Preocupación en Red Bull por la sanción que tendrá que cumplir en 2023
El equipo Red Bull afrontará la temporada 2023 con un lastre en términos de desarrollo notable en comparación a la temporada 2022. Y es que el equipo de las bebidas energéticas está sancionado de cara a la temporada del año que viene debido a que fue el único equipo de toda la parrilla en superar el límite presupuestario durante al temporada 2021, primera temporada en la que la Federación Internacional de Automovilismo implantó este límite de gastos para hacer que la Fórmula 1 sea una competición mucho más asequible para todas las estructuras.
Pese a que Red Bull superó en menos de un cinco por ciento el límite presupuestario, ha recibido por parte de la Federación Internacional de Automovilismo una multa multimillonaria y sobre todo, lo que más preocupa al equipo de las bebidas energéticas: una reducción del 10% durante 2023 del tiempo en el túnel de viento para desarrollar el monoplaza que se sumará a la reducción que ya tienen por haber sido campeones del mundo en 2022. Una reducción de tiempo que preocupa seriamente a Red Bull como han desvelado públicamente.

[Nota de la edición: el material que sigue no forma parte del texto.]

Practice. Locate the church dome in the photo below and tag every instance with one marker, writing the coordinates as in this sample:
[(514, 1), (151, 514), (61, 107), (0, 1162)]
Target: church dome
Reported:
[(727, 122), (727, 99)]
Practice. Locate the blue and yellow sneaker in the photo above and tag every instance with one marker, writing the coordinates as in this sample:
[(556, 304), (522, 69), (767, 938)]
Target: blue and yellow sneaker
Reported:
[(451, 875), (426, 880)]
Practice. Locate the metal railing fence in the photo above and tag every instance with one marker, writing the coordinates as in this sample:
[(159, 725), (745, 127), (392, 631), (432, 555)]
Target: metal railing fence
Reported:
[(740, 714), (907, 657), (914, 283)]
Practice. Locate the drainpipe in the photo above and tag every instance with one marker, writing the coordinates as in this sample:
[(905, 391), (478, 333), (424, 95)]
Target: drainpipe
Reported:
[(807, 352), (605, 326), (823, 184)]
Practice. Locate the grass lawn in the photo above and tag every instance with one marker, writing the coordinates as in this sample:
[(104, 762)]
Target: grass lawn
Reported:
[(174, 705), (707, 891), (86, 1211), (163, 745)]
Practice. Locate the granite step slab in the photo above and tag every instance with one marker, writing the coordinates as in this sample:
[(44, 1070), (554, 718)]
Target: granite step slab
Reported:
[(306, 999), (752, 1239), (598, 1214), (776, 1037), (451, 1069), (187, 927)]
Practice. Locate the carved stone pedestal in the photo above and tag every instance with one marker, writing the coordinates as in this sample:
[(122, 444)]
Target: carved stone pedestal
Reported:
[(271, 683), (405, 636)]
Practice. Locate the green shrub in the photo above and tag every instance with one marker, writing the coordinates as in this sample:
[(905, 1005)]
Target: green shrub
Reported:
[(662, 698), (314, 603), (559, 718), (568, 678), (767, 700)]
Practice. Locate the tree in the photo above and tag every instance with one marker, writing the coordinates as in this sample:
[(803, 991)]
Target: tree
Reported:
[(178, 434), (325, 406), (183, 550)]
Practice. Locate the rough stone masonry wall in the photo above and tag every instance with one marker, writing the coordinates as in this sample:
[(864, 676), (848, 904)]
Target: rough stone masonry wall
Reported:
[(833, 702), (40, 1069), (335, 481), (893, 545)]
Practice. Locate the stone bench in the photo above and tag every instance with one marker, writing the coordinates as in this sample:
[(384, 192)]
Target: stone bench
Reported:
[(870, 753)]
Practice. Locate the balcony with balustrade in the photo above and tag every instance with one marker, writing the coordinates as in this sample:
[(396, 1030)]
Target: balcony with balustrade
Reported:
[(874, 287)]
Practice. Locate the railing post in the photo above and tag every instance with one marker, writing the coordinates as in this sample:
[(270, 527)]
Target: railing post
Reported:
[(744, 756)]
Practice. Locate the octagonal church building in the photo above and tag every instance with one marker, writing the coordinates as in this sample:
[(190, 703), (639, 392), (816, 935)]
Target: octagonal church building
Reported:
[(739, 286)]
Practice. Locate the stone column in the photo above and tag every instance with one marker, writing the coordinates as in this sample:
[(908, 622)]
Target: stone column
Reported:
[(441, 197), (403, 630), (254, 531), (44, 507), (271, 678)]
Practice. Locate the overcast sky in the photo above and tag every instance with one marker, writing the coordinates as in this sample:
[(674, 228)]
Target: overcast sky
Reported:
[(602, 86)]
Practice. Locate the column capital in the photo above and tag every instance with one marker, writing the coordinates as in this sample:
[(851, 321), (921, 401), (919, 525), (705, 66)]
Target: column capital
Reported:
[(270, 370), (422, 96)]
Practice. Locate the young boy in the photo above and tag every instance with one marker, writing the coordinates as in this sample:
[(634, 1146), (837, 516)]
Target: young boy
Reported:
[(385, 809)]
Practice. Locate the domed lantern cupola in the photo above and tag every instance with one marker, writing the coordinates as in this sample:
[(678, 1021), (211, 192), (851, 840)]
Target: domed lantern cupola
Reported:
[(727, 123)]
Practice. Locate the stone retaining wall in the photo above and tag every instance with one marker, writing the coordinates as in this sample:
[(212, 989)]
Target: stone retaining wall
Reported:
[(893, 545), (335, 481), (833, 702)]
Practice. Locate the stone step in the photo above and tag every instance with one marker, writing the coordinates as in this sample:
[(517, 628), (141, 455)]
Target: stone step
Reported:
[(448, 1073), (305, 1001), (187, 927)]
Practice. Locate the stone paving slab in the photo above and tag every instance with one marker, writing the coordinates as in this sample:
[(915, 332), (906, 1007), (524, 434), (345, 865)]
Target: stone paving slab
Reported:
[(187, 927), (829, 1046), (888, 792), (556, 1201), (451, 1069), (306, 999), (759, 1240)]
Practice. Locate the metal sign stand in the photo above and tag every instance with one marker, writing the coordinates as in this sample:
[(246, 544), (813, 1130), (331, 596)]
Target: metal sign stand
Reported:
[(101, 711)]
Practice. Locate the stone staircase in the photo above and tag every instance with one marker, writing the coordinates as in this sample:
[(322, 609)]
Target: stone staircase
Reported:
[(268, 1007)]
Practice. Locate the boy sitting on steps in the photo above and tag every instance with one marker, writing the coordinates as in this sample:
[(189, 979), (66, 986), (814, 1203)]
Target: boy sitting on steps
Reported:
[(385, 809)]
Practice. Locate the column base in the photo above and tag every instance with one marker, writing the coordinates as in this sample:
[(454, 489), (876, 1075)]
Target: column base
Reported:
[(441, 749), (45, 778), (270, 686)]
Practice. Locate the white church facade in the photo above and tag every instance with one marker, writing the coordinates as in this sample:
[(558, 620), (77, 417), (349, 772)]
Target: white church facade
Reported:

«Es difícil estimar cuántas décimas de segundo por vuelta nos costará eso. La penalización nos permite probar menos componentes e ideas. En el escenario más ideal, desarrollas el componente correcto de una sola vez, entonces la limitación en el tiempo del túnel de viento no es gran cosa. El próximo año, los extremos del suelo también se elevarán otros cincuenta milímetros, lo que tendrá un impacto significativo en la aerodinámica. Creo que la restricción del túnel de viento definitivamente afectará al equipo», comenta Adrian Newey, director técnico de Red Bull.